Thursday, April 15, 2021

The Hidden Life..., Part 5

Sapsucker Damage on Elm Tree

(This is part of The Hidden Life of the Hideous Tree, a nine-part series about discovering nature in my front yard. View previous installments here. The entire project is also available with additional images as an e-book.)

Judging from the results of a Google search, most of the people who discover they’re living with a sapsucker do the same thing: Try to find ways to get rid of it. It’s an understandable reaction. As I was now seeing firsthand, the birds do extensive damage.

You have probably guessed — and rightly so — that the sapsucker is after sap. To reach it, it must first punch through the bark. The holes it makes are actually tiny wells. Feeding is therefore a two-step process. After drilling the well, the bird must wait for it to fill with sap. That can take a while, so as it waits it drills more wells.

In the worst case, the tree’s bark can become colander-like, sap oozing through the holes. And when the sap runs dry, the sapsucker’s holes can become gateways to destruction, allowing fungi and bacteria through to consume the tree from the inside out.

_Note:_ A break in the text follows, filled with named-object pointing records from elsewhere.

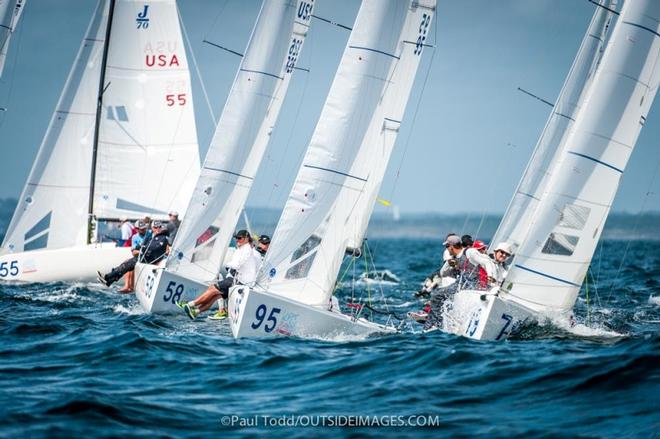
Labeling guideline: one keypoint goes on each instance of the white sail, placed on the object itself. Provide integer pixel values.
(334, 192)
(10, 13)
(148, 157)
(52, 209)
(554, 257)
(516, 220)
(240, 139)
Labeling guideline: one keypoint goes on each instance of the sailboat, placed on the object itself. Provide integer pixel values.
(121, 143)
(233, 158)
(328, 209)
(10, 13)
(561, 234)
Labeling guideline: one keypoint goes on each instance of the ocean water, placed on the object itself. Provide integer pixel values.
(83, 360)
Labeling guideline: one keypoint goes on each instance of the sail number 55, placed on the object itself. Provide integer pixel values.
(9, 268)
(260, 315)
(423, 28)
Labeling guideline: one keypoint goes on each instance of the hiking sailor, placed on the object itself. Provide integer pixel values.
(500, 256)
(435, 280)
(143, 233)
(262, 245)
(153, 249)
(241, 269)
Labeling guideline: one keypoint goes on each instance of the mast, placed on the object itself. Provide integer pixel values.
(99, 111)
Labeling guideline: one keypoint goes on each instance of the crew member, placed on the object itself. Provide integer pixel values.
(241, 269)
(153, 250)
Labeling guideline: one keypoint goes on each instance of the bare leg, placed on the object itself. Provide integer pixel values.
(128, 284)
(207, 299)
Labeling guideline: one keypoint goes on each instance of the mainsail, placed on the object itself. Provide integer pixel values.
(240, 139)
(10, 13)
(516, 220)
(136, 147)
(335, 189)
(148, 158)
(553, 258)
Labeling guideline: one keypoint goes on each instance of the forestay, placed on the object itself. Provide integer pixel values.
(336, 185)
(554, 257)
(516, 220)
(148, 157)
(10, 13)
(240, 139)
(52, 210)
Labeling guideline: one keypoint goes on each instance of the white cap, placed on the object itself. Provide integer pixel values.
(505, 247)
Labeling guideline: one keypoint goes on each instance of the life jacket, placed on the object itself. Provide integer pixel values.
(472, 276)
(129, 241)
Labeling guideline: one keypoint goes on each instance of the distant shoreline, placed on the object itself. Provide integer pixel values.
(433, 225)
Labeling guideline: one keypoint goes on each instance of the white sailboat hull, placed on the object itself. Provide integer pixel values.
(158, 290)
(254, 313)
(62, 265)
(482, 315)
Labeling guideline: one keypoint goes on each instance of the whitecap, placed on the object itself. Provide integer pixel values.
(132, 310)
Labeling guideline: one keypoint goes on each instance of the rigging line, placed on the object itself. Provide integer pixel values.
(604, 7)
(412, 125)
(637, 218)
(595, 286)
(368, 253)
(194, 60)
(536, 97)
(291, 134)
(332, 22)
(233, 52)
(12, 75)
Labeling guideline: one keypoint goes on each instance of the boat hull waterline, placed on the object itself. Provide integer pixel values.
(72, 264)
(484, 315)
(255, 313)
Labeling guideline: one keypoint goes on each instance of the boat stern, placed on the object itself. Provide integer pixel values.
(483, 315)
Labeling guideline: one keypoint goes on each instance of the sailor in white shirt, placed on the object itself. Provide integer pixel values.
(241, 269)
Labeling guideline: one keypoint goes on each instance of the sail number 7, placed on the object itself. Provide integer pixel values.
(260, 315)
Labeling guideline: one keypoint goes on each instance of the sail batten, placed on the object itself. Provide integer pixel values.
(562, 238)
(240, 139)
(518, 216)
(337, 183)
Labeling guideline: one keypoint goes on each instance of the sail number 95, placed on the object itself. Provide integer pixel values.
(9, 268)
(260, 315)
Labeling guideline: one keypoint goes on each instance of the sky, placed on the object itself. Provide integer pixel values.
(467, 133)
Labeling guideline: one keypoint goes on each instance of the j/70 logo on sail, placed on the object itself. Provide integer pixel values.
(142, 20)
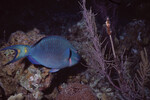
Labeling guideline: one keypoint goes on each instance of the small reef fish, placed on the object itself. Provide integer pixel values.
(53, 52)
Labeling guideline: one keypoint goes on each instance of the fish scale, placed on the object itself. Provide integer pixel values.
(54, 52)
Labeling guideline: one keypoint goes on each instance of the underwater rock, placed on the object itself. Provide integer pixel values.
(16, 97)
(35, 81)
(76, 91)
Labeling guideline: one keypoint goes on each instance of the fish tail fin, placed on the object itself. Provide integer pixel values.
(21, 51)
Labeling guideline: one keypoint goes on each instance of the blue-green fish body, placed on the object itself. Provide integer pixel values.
(54, 52)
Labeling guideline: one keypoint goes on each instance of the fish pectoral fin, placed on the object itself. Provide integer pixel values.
(67, 54)
(53, 70)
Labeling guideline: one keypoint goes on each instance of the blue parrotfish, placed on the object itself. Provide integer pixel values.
(54, 52)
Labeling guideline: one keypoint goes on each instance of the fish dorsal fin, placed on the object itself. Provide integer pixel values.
(39, 41)
(67, 54)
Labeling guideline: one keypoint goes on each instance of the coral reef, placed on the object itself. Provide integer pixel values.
(76, 91)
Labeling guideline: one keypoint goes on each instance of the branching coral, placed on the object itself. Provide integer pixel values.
(115, 69)
(143, 74)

It’s this doomsday scenario that sends homeowners to the internet, frantically searching for ways to keep the bird at bay. When a sapsucker finds a tree it likes, that becomes its tree. And it has a maintenance plan of its own: one that’s designed to keep the sap flowing.

I’ve seen this kind of damage, although not in my yard. On a nature walk I once saw a tree that looked like it was crying sap. It had a certain abstract beauty. But then it’s easier to appreciate the handiwork of an avian Jackson Pollock when the canvas is someone else’s tree.

Once a sapsucker has taken a liking to your tree, some arborists suggest wrapping the trunk in burlap. That seems to prevent the bird from tending to the wells it has started, allowing the tree to heal. I might have done something like that had my tree been a birch. If a sapsucker starts on one of those, it’s a flip of a coin as to whether the tree will survive.

For my tree, like more than 90 percent of others, a sapsucker residency is a blessing — not a curse.